Mostly broken watermarking behaviour #2112

stefan6419846 · 2023-08-24T11:27:43Z

I am trying to add a watermark to a PDF file based on the official docs, which seems to create issues with different PDF viewers.

By default, the watermark is upside down and shifted somehow. Introducing page.transfer_rotation_to_content() (which is currently hidden away in the API docs of the PageObject) will fix this issue.

Nevertheless, it seems like there is some additional stuff going wrong as well, as only the Firefox browser (and plain pdf.js, the PDF viewer implementation used by Firefox) are able to view the watermark, while during my tests, Chromium, Evince, Edge, MuPDF and Adobe Acrobat only show a blank page (or the non-watermarked version if the input file would not have had a blank page).

Environment

Which environment were you using when you encountered the problem?

$ python -m platform
Linux-5.14.21-150400.24.81-default-x86_64-with-glibc2.31

$ python -c "import pypdf;print(pypdf.__version__)"
3.15.2

Code + PDF

This is a minimal, complete example that shows the issue:

from pypdf import PdfReader, PdfWriter


watermark = PdfReader('watermark.pdf').pages[0]
pdf_file = PdfWriter(clone_from='out1.pdf')

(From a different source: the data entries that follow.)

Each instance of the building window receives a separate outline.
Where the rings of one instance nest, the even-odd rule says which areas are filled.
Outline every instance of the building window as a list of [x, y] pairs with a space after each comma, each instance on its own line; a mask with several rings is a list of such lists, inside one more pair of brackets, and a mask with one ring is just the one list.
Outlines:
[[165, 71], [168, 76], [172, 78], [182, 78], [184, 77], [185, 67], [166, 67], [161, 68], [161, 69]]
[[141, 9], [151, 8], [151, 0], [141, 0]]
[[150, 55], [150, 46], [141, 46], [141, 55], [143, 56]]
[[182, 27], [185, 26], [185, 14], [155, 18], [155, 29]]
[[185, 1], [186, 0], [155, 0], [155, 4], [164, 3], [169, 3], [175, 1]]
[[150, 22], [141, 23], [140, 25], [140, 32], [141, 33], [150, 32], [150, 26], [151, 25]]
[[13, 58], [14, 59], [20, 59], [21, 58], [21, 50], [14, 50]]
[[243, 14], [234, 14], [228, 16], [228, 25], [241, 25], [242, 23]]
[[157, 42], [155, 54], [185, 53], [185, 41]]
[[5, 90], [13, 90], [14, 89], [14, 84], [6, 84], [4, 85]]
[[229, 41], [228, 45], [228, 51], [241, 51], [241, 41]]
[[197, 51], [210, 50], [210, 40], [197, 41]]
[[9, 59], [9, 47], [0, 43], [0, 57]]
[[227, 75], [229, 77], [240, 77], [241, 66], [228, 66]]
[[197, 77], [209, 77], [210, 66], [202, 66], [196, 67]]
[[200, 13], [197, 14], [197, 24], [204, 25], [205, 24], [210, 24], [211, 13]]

for page in pdf_file.pages:
    if page.rotation != 0:
        page.transfer_rotation_to_content()
    page.merge_page(watermark, over=True)
pdf_file.write('marked.pdf')

The plain test files are: watermark.pdf out1.pdf marked.pdf

Traceback

There is no traceback.

The text was updated successfully, but these errors were encountered:

stefan6419846 · 2023-08-25T10:39:39Z

Doing some further testing, it seems like this is (mostly) unrelated to the actual PDF file and can be reproduced in even more cases. Running Ghostscript on the corresponding file beforehand seems to reliably fix this behavior and allows displaying/printing with the watermark being visible, but imposes some unnecessary overhead and rewrites the complete PDF file (maybe changing the PDF quality itself as well).

stefan6419846 · 2023-08-25T12:33:57Z

I further investigated this issue and came to the conclusion that watermarking in PyPDF is somehow completely broken. Why? Because looking at the result of the official test, the generated PDF file shows the same behavior:

pypdf/tests/test_writer.py

Lines 1519 to 1535 in f16f434

    
           @pytest.mark.enable_socket() 
        
           def test_watermark(): 
        
               url = "https://github.com/py-pdf/pypdf/files/11985889/bg.pdf" 
        
               name = "bgwatermark.pdf" 
        
               reader = PdfReader(BytesIO(get_data_from_url(url, name=name))) 
        
               url = "https://github.com/py-pdf/pypdf/files/11985888/source.pdf" 
        
               name = "srcwatermark.pdf" 
        
               writer = PdfWriter(clone_from=BytesIO(get_data_from_url(url, name=name))) 
        
               for p in writer.pages: 
        
                   p.merge_page(reader.pages[0], over=False) 
        
               assert isinstance(p["/Contents"], ArrayObject) 
        
               assert isinstance(p["/Contents"][0], IndirectObject) 
        
               b = BytesIO() 
        
               writer.write(b) 
        
               assert len(b.getvalue()) < 2.1 * 1024 * 1024

I could reproduce this on multiple Python 3.9 installations as well as on a completely different setup with a Python 3.10.12 installation.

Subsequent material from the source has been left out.